Top 5 hours for Ask HN points (on average):
15:00 >> 21.64 points per post
13:00 >> 17.93 points per post
12:00 >> 13.58 points per post
10:00 >> 13.44 points per post
17:00 >> 12.19 points per post


In [30]:
# Show posts

# Calculate average number of points for posts created during each hour
avg_show_by_hour = []

for hour in points_show_by_hour:
    avg = points_show_by_hour[hour] / counts_show_by_hour[hour]
    avg_show_by_hour.append([hour, avg])

# Swap the row to sort by average number of points
swap_avg_show_by_hour = []

for row in range(len(avg_show_by_hour)):
    swap = avg_show_by_hour[row][1], avg_show_by_hour[row][0]
    swap_avg_show_by_hour.append(swap)

sorted_swap_show = sorted(swap_avg_show_by_hour, reverse=True)

# Show Top 5 result
print("Top 5 hours for Show HN points (on average):")
for row in sorted_swap_show[0:5]:
    dt_hour = row[1]
    hour_format = "%H"
    dt_hour1 = dt.datetime.strptime(dt_hour, hour_format)
    dt_hour2 = dt.datetime.strftime(dt_hour1, "%H:00")
    print(f"{dt_hour2} >> {row[0]:,.2f} points per post")

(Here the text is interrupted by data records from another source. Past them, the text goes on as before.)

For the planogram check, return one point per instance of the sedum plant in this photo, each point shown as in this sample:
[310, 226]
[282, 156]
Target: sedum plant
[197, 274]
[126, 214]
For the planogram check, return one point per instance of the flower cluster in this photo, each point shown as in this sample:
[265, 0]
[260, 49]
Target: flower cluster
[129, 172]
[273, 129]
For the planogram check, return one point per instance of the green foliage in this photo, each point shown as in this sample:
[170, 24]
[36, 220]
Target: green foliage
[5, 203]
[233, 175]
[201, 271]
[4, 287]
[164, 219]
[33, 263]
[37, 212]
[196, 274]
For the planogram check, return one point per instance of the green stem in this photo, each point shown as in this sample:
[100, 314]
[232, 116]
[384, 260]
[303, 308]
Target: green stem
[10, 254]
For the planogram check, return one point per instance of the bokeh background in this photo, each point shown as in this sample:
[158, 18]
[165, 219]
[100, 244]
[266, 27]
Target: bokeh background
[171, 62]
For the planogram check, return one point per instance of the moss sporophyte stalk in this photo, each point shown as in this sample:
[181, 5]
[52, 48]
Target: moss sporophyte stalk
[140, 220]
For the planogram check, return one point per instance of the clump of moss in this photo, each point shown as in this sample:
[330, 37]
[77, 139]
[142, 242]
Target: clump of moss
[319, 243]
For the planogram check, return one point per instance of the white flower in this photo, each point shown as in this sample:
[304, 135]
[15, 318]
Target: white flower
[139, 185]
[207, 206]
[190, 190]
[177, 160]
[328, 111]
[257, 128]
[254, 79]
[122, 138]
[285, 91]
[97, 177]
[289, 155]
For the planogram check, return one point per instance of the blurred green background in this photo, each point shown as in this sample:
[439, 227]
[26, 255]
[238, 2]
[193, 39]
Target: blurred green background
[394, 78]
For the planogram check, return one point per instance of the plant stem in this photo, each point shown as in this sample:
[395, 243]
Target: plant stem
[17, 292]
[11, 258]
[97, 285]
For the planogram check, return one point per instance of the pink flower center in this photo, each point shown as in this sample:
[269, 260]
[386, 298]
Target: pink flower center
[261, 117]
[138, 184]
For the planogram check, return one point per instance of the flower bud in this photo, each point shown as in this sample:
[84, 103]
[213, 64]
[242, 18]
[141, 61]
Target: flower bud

Top 5 hours for Show HN points (on average):
12:00 >> 20.91 points per post
11:00 >> 19.26 points per post
13:00 >> 17.02 points per post
19:00 >> 16.06 points per post
06:00 >> 15.99 points per post


Per our results above, *Ask HN* posts created during 15:00hrs (EST) received more points on average. This is aligned with our result for comments. On the other hand, *Show HN* posts created during 12.00hrs received slightly more points than posts created during 11.00hrs.